Ben Horton
Words by Melissa Williams
Ben Horton is a skateboarder, graphic designer, skateboard company owner, family man, nature lover and artist who lives in California, USA. His creative work is innovative and inspirational, a power-punch of visual beauty, environmental consciousness and freedom.
Horton’s development as an artist within the ‘skateboard industry’ was as free, natural and survivalist as the flow and art of skateboarding and the universe itself. Since his childhood, Horton has been fascinated with nature, as he recalls: ‘My earliest memories are of volcano drawings. For some reason, I was fixed on drawing brown volcanoes with red lava bursting out the top. I’ve always been fascinated with nature. But as a child I preferred drawing cars and I always thought animals were impossible to draw. Like it was the next level of drawing or something. As I got older though, I figured out some things about animal anatomy, which helped a lot.’
In 1984, Horton got his first skateboard from the G&S skateshop in La Mesa, California. It was a Neil Blender, Coffee Break model, ‘It later got stolen out of a bush I stashed it in on the way to school. I think the single most influential aspect of skateboarding and the graphics for me was that there were no rules. Or at least it seemed to be that way.’

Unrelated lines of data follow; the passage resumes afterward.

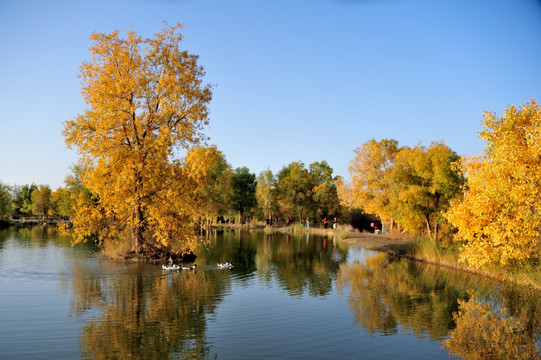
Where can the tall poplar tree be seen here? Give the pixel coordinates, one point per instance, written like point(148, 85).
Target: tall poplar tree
point(146, 104)
point(499, 217)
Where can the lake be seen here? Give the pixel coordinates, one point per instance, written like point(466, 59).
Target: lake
point(296, 296)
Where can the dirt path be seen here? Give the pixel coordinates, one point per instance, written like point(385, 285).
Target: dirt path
point(376, 242)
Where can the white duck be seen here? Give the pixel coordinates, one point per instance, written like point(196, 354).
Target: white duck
point(172, 267)
point(226, 265)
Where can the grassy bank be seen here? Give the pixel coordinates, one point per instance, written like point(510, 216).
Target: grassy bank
point(419, 249)
point(425, 250)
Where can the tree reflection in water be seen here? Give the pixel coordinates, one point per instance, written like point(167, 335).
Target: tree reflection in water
point(385, 293)
point(137, 312)
point(145, 316)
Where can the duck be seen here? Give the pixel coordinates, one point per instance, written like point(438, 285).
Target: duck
point(226, 265)
point(172, 267)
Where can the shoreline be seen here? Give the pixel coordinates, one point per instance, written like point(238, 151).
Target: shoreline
point(399, 248)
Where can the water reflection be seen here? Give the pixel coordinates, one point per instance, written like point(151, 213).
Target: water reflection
point(386, 294)
point(141, 311)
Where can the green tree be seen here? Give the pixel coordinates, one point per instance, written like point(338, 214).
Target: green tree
point(266, 194)
point(294, 191)
point(242, 197)
point(214, 176)
point(324, 193)
point(41, 200)
point(5, 201)
point(22, 199)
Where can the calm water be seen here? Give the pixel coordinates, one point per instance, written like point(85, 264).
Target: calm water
point(288, 297)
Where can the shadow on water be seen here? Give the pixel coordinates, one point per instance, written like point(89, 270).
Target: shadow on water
point(474, 318)
point(134, 310)
point(139, 310)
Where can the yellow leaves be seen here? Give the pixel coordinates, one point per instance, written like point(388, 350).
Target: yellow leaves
point(498, 218)
point(484, 332)
point(146, 102)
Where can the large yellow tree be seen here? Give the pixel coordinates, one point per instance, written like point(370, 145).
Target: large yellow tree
point(146, 104)
point(499, 217)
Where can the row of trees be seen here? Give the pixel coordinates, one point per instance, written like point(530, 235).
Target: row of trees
point(219, 191)
point(489, 203)
point(145, 174)
point(407, 188)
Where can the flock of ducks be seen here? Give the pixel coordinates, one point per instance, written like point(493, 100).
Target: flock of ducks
point(178, 267)
point(226, 265)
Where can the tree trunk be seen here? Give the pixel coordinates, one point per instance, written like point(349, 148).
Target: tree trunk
point(137, 231)
point(429, 229)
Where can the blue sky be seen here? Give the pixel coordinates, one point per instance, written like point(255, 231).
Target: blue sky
point(295, 80)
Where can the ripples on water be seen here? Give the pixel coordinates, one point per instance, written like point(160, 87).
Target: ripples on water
point(294, 297)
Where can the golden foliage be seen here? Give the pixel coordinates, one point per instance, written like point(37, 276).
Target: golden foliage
point(146, 101)
point(485, 332)
point(370, 172)
point(498, 219)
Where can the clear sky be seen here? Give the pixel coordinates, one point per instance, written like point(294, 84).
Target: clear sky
point(295, 80)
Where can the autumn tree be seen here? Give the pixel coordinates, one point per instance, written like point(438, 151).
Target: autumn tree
point(22, 199)
point(423, 184)
point(266, 194)
point(370, 173)
point(212, 175)
point(41, 200)
point(5, 201)
point(499, 217)
point(242, 196)
point(146, 103)
point(324, 193)
point(294, 191)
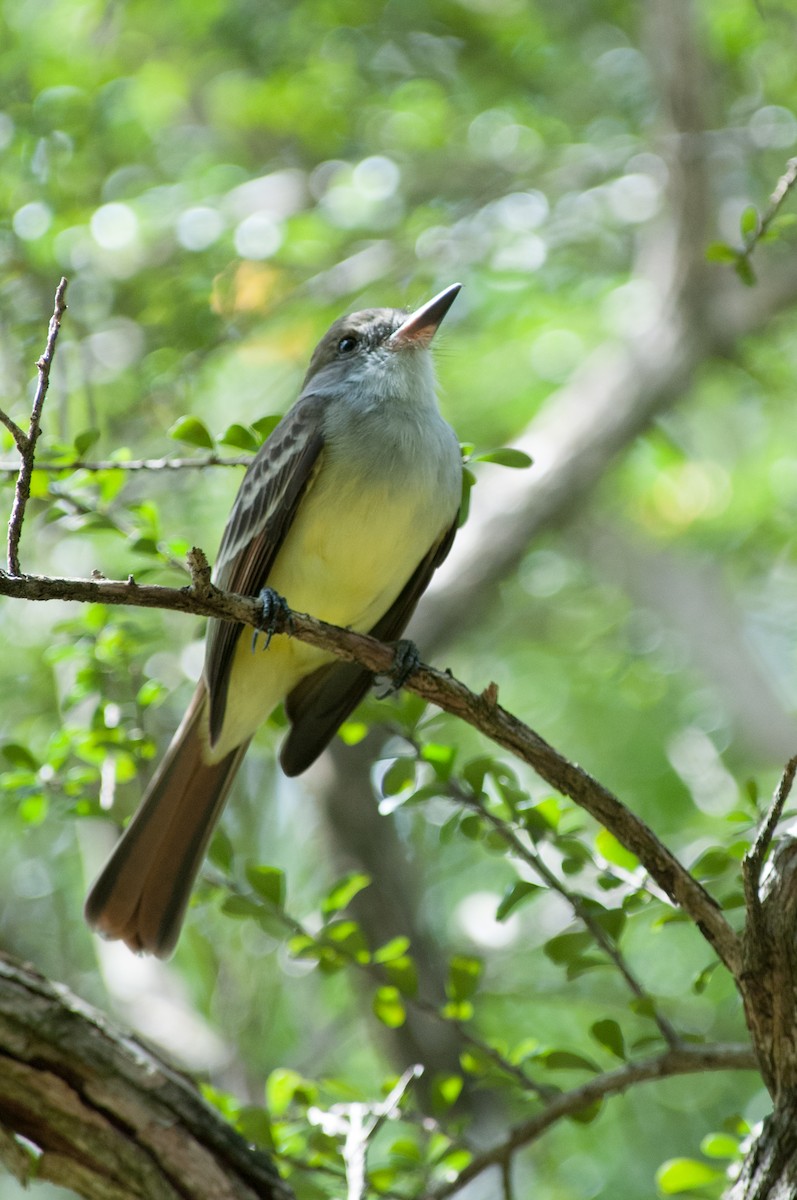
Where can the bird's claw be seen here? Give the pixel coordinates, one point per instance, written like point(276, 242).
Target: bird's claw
point(274, 609)
point(406, 659)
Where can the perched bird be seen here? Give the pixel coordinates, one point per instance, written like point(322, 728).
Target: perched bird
point(346, 511)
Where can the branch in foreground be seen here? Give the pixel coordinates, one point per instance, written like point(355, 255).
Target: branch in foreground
point(436, 687)
point(684, 1061)
point(109, 1117)
point(57, 468)
point(27, 443)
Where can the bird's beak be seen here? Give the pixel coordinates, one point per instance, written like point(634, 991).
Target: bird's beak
point(421, 325)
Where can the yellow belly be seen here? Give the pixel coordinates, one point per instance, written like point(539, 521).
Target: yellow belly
point(349, 552)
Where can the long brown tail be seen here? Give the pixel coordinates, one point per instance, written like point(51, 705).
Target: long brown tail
point(143, 891)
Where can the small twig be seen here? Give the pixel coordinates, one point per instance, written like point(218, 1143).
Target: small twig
point(781, 191)
point(447, 693)
point(683, 1061)
point(27, 443)
point(753, 862)
point(516, 844)
point(54, 468)
point(357, 1123)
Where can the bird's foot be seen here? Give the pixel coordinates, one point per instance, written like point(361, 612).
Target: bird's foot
point(406, 659)
point(275, 612)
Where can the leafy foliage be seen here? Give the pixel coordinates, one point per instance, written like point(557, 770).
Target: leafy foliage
point(219, 183)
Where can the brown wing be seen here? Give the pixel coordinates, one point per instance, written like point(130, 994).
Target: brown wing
point(262, 515)
point(319, 705)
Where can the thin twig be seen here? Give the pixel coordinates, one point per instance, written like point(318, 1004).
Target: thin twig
point(437, 688)
point(55, 468)
point(27, 443)
point(779, 195)
point(753, 862)
point(684, 1061)
point(580, 909)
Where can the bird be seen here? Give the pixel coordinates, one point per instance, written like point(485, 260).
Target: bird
point(346, 511)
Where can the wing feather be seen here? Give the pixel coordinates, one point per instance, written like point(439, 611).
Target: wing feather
point(264, 508)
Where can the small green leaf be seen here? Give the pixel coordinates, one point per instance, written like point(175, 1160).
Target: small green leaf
point(567, 947)
point(563, 1060)
point(685, 1175)
point(463, 977)
point(84, 442)
point(389, 1007)
point(607, 845)
point(343, 892)
point(240, 437)
point(269, 885)
point(399, 777)
point(402, 975)
point(192, 431)
point(395, 948)
point(445, 1091)
point(514, 895)
point(749, 222)
point(507, 456)
point(744, 270)
point(610, 1035)
point(265, 425)
point(719, 1145)
point(221, 851)
point(19, 756)
point(720, 252)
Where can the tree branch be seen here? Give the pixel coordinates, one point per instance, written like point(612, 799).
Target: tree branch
point(683, 1061)
point(27, 443)
point(55, 468)
point(111, 1121)
point(437, 688)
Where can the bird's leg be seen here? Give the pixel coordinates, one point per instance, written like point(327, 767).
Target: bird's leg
point(275, 610)
point(406, 659)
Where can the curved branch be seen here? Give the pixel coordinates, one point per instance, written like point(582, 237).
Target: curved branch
point(109, 1119)
point(436, 687)
point(684, 1061)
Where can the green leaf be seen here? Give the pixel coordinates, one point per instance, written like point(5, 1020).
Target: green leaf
point(402, 975)
point(563, 1060)
point(743, 268)
point(720, 1145)
point(749, 222)
point(720, 252)
point(84, 442)
point(399, 777)
point(192, 431)
point(343, 892)
point(269, 883)
point(610, 1035)
point(395, 948)
point(389, 1007)
point(256, 1126)
point(445, 1091)
point(463, 977)
point(19, 756)
point(283, 1086)
point(687, 1175)
point(514, 895)
point(221, 851)
point(507, 457)
point(265, 425)
point(240, 437)
point(567, 947)
point(613, 851)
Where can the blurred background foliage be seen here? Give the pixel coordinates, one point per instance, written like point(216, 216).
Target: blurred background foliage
point(219, 181)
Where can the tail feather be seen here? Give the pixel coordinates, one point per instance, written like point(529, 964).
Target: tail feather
point(143, 891)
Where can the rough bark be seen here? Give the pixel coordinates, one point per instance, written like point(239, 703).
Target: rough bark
point(107, 1117)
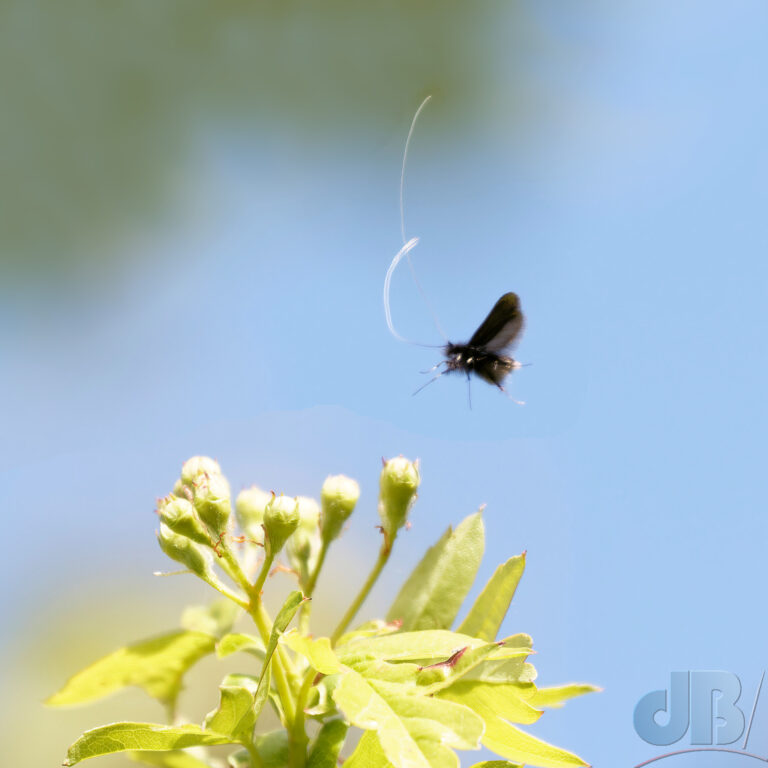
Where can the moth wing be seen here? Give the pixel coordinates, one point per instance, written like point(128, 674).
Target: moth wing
point(502, 327)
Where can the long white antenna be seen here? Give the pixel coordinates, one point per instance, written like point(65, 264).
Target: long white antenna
point(407, 246)
point(405, 160)
point(404, 251)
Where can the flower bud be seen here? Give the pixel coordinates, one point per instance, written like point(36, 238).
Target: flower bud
point(212, 502)
point(180, 516)
point(249, 508)
point(338, 497)
point(281, 518)
point(304, 545)
point(184, 551)
point(196, 466)
point(398, 484)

Even though Horton loved skateboard graphics and the freedom that came with skateboarding, at the time he didn’t know anything about skateboard artists. Most of his favourite graphics at the time came from Santa Cruz Skateboards and therefore more than likely the great artist, Jim Phillips [see MyNameIs? Issue 3]. A few years on, around 1989, Horton started picking up on the art that came on boards like Black Label and SMA. With no internet to access at that time and libraries being about as exciting as a kick in the teeth to a young skateboarder, Horton had little classic art knowledge at his disposal, apart from the Da Vinci, Dali and Escher books in his home.
Technical art information was also a little hard to come buy and even though Horton did take standard art classes in High School, most of what he knows and does is entirely self-taught, ‘I took some drawing and painting night classes at a nearby community college in 1992. I felt like it was a bit of a waste of time. I did learn that art materials are expensive and that I needed to find out a lot more about art history. I wish I could have gone to a nice school and really have taken the time to learn it all, but that wasn’t realistic. I just couldn’t afford it. So yeah, most of what I’ve learned has been by making mistakes and trying new materials and techniques on my own.’